Andrew White and Chenliang Xu of the University of Rochester is supported by an award from the Chemical Theory, Models and Computational Methods program in the Division of Chemistry to apply advances in computer vision to improve models of multiscale systems in chemistry. Multiscale systems describe chemical and physical processes that occur on many different time and spatial scales, for example, both very fast and very slow motions may contribute to the overall process. In both the computer processing of videos and the modeling of multiscale chemical systems, reducing complexity via removing extraneous details is essential. Without removing some model details, simulating multiscale processes like DNA transcription or the peptide aggregation which leads to plaque formation in Alzheimer's disease is impossible. Current approaches to reduce the number of atoms in a model rely on intuition and tradition due to the near infinite ways in which atoms can be removed or combined. White, Xu and their research groups are developing a novel approach built upon advances in video segmentation. Video segmentation is the process of identifying foreground, background, and objects in a video. Surprisingly, the same mathematical structure can be applied to chemical systems and that is the goal of this research. White, Xu and their collaborators will introduce the research to a broader audience via an augmented-reality laboratory for students. Students will be able to decide how to simplify molecular models and see the results by combining the visual experience of augmented-reality with the interactivity of molecular simulations.

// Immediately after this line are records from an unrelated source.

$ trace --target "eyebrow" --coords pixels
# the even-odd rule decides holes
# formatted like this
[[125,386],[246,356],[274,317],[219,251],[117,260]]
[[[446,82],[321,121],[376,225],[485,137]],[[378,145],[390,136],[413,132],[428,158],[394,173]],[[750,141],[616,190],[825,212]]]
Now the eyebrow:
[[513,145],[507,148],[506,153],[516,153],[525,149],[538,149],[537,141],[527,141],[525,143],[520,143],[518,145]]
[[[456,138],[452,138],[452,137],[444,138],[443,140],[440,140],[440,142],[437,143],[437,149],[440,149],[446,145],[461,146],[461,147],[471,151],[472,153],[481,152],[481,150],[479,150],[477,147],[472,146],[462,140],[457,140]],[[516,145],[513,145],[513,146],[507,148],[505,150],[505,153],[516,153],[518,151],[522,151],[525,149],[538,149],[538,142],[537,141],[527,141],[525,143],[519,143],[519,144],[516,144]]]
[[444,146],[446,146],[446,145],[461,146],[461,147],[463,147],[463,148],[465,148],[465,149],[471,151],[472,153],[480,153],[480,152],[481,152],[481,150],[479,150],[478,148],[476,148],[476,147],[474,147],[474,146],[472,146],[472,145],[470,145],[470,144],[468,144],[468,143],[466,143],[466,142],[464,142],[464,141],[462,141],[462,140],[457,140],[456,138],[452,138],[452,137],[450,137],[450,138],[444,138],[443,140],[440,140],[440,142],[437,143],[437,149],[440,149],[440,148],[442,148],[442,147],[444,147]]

Coarse-graining (CG) is the dimension reduction technique used to simulate multiscale systems more efficiently. There is not a rigorous theory for generating mappings from all-atom (fine-grain) system to the CG system. This missing component is essential because past CG work shows that many mappings lead to homogeneous, weakly interacting, gas-like CG models but the number of possible mappings is combinatorial with respect to the number of atoms. Andrew White and his collaborators are working to solve this mapping problem by (i) developing a theory to represent mapping algorithms based on video segmentation algorithms; (ii) creating a database of mappings and their performance on benchmark simulations to foster community involvement; (iii) studying and testing these methods on multi-protein surface interactions, where current mapping approaches struggle. Achieving success here, along with recent advances in calculating CG potentials, will better advance the community's ability to model complex multiscale phenomena.
This award reflects NSF's statutory mission and has been deemed worthy of support through evaluation using the Foundation's intellectual merit and broader impacts review criteria.